Donald Trump signs a proclamation on steel and aluminum imports in the White House on Thursday. AFP/Getty Images

Tariffs affecting billions of dollars in international trade, the price of consumer goods, and the health of your 401(k) shouldn’t be imposed without utmost consideration and caution. But even by the standards of the Trump administration, the White House acted with extreme recklessness Thursday as it raced to impose new trade policies with potentially major consequences, rushing to finish them like a college student pulling an all-nighter.

In a topsy-turvy day, the White House scheduled a meeting with steel and aluminum workers to unveil the new tariff, then backtracked, then let it be known the administration was considering a signing ceremony for a symbolic memo while the actual details were still being hashed out.

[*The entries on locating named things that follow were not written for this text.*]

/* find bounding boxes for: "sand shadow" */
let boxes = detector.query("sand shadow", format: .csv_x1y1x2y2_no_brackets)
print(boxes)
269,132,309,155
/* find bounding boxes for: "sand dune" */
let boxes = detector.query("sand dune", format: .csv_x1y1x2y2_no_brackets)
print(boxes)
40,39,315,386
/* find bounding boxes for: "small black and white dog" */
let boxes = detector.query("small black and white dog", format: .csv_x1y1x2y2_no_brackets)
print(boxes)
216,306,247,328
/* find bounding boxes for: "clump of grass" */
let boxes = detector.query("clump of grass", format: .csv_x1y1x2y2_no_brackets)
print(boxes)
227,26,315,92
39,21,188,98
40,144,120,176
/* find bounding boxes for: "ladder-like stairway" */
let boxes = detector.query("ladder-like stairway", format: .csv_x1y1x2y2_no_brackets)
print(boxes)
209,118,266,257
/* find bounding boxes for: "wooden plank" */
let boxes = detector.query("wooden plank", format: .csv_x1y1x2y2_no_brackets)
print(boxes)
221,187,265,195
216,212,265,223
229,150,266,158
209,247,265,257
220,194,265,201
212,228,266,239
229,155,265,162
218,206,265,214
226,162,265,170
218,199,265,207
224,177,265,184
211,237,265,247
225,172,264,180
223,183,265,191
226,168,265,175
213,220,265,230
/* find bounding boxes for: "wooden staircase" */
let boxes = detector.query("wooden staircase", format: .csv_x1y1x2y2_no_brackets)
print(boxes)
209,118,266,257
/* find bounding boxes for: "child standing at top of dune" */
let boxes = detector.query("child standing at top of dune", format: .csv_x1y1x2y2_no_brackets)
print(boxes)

Not minor details, though: The White House was tweaking the policy to exempt some allies, like Australia. Congress, and foreign allies, were left to scratch their heads throughout the day. One American ally, asked what it had heard from the administration about the tariffs, responded: “Nothing.”


This is no way to govern. Policies with such far-reaching implications should at least have dry ink.

In rare cases, tariffs — essentially, taxes on imported goods — are sometimes warranted. But they’re a blunt weapon, and can trigger destructive trade wars when the targeted countries retaliate by slapping tariffs on American goods. That’s the backlash that Trump is inviting: Amid the White House chaos this week, the European Union and China were both drawing up lists of American goods for retaliatory tariffs.

The president’s support for tariffs seems to stem from a gut-level belief that trade deficits are evidence that America has been treated “unfairly” in international trade. That notion is disputed by most credible economists. And it ignores the significant downsides of tariffs, which lead to higher prices of imported goods for consumers and can disrupt entire industries. Installers of solar panels, for instance, are reeling from the tariff Trump imposed on Chinese solar panels earlier this year.


For Republicans, many of them supporters of free trade, the president’s sudden hunger for a protectionist trade war has provoked widespread anxiety. About 100 GOP lawmakers sent him a letter urging him to reconsider imposing the tariffs. The policy also cost the president his economic adviser, Gary D. Cohn, who quit amid disagreements over trade.

So far, though, Republicans have shown no inclination to turn their deep concerns into action. But without some real pushback from Congress, lawmakers are just giving the president a green light to keep making major decisions on the basis of his prejudices and whims — one half-baked idea after the next.